Relay-Version: version B 2.10 5/3/83; site utzoo.UUCP
Posting-Version: version B 2.10.2 9/18/84; site spar.UUCP
Path: utzoo!watmath!clyde!bonnie!akgua!whuxlm!harpo!decvax!decwrl!spar!ellis
From: ellis@spar.UUCP (Michael Ellis)
Newsgroups: net.women,net.politics
Subject: Re: Discrimination and AA
Message-ID: <369@spar.UUCP>
Date: Thu, 27-Jun-85 10:26:44 EDT
Article-I.D.: spar.369
Posted: Thu Jun 27 10:26:44 1985
Date-Received: Sat, 29-Jun-85 23:43:01 EDT
References: <483@gargoyle.UChicago.UUCP> <189@fear.UUCP>
Reply-To: ellis@spar.UUCP (Michael Ellis)
Organization: Schlumberger Palo Alto Research, CA
Lines: 71
Xref: watmath net.women:6149 net.politics:9644
Summary: 

> Robert Plamondon   >> Richard Carnes   >>> Geoff Sherwood

>>> If you pursue racist policies against racists, it is still racism.
>>
>> So what?  This is what I have repeatedly asked without getting a
>> straight answer.  Supposing that affirmative action is "racism"
>> according to your favorite definition of the term, how does that
>> prove that AA is wrong?
>
>Many people believe that using immoral means in a good cause is immoral.
>Or, in more childish terms, "two wrongs don't make a right."

    We, using our government, `take' things from many groups of people
    and `give' them to others, using methods as diverse as social
    security, special services for the handicapped, free school lunch
    programs, subsidies to farmers for NOT growing crops, welfare,
    and so on. 
    
    Are these methods truly `immoral'? And what is `immoral'? When
    FDR first tried to implement graduated income tax, it was viewed
    as `immoral', or at least illegal, society's equivalent to `immoral'.
    Going back further, so was the organization of workers into unions
    for purposes of withholding labor from their employers.
    
    The first strong forms of AA were, by definition, `immoral', ie.
    unconstitutional, I suppose, as a result of the Bakke ruling. 
    
    Our society was doing something new here, and no doubt there will be
    many who will see things both ways for some time to come.

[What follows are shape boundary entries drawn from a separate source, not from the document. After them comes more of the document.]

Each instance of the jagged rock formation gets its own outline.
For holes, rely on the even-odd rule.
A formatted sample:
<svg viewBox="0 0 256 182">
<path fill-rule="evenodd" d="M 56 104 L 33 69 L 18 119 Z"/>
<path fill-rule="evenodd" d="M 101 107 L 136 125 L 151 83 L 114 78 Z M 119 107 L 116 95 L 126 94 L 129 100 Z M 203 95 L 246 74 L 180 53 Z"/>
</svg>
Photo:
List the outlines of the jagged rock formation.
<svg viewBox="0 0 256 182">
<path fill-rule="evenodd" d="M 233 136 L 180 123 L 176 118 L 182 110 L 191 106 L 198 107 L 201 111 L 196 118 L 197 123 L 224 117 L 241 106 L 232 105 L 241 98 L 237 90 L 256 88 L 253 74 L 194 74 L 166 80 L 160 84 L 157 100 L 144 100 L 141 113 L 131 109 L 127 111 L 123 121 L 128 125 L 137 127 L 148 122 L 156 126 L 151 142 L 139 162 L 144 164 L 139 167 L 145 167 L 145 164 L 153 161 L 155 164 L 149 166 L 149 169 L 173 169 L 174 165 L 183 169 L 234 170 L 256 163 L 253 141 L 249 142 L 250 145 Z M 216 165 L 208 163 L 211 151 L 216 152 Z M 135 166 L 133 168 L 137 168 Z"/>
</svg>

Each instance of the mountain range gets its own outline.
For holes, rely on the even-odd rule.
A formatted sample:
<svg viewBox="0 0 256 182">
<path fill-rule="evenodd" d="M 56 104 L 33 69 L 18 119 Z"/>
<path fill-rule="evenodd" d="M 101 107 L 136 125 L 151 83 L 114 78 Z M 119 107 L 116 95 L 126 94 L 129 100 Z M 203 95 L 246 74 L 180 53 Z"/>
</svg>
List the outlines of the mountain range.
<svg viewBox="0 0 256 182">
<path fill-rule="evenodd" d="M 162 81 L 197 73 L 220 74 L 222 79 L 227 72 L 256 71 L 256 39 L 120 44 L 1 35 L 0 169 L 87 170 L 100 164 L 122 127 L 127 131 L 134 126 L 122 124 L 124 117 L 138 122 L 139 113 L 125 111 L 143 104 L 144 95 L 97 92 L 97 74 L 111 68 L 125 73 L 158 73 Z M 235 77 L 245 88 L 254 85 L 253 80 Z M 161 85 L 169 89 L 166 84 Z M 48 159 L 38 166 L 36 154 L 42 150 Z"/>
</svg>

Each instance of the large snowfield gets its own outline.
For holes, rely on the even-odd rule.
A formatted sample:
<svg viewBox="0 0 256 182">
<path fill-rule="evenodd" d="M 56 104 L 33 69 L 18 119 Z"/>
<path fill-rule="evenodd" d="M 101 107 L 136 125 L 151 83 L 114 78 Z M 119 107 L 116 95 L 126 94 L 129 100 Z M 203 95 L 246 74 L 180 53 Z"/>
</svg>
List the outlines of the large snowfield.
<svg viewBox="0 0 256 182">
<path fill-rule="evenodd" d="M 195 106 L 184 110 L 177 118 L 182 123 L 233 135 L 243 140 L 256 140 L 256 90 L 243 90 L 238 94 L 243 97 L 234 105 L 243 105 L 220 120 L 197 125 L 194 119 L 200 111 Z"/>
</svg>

I, for one,
    believe the necessary legal and social framework can and will be created
    in the interest of a higher social justice. Then strong forms of AA
    will be `moral' again. 
    
    No doubt, those who are rigidly `rule oriented' are certainly appalled 
    by such thinking. So be it. Perhaps your viewpoint will win out in the
    end. But our government forces me to do many things I consider immoral,
    like paying taxes to an evil war machine. 
    
    Yet by definition, being government sanctified, my forced contribution to
    such an evil cause is not `immoral'.

    Now you claim that the present castrated form of AA is `immoral'. Which
    do you mean?
    
    1) AA violates your personal moral code
    2) AA violates society's moral code, established by consensus, called law
    
    If (1), then our personal codes differ, and we will argue forever.
    If (2), you are wrong, because the current weak form of AA IS law. Period.

>>  But to look
>> for a rational argument here is to miss the point.  The only reasons
>> I can discern that net-posters keep saying that "AA = racism" are:
>> (1) to score debating points on the net (no difficult task), and (2)
>> to annoy liberals.  To quote Ayn Rand out of context:  "Philosophy:
>> who needs it?"
>>
>Cute.  But the whole concept of affirmative action is based around
>fallacies.  One is that passing laws is going to eliminate racism.  I
>suspect that laws to eliminate racism will be just as effective as
>Prohibition was at eliminating drinking, or the immigration laws at stopping
>illegal immigration.

    Any advocate of AA who believes that the program will cure existing
    bigots of racism/sexism surely has rocks in their head.  And opponents
    who claim this is the goal of AA are simply demolishing their own silly
    argument.

    The goal of AA is to compensate for the EFFECTS of racism/sexism.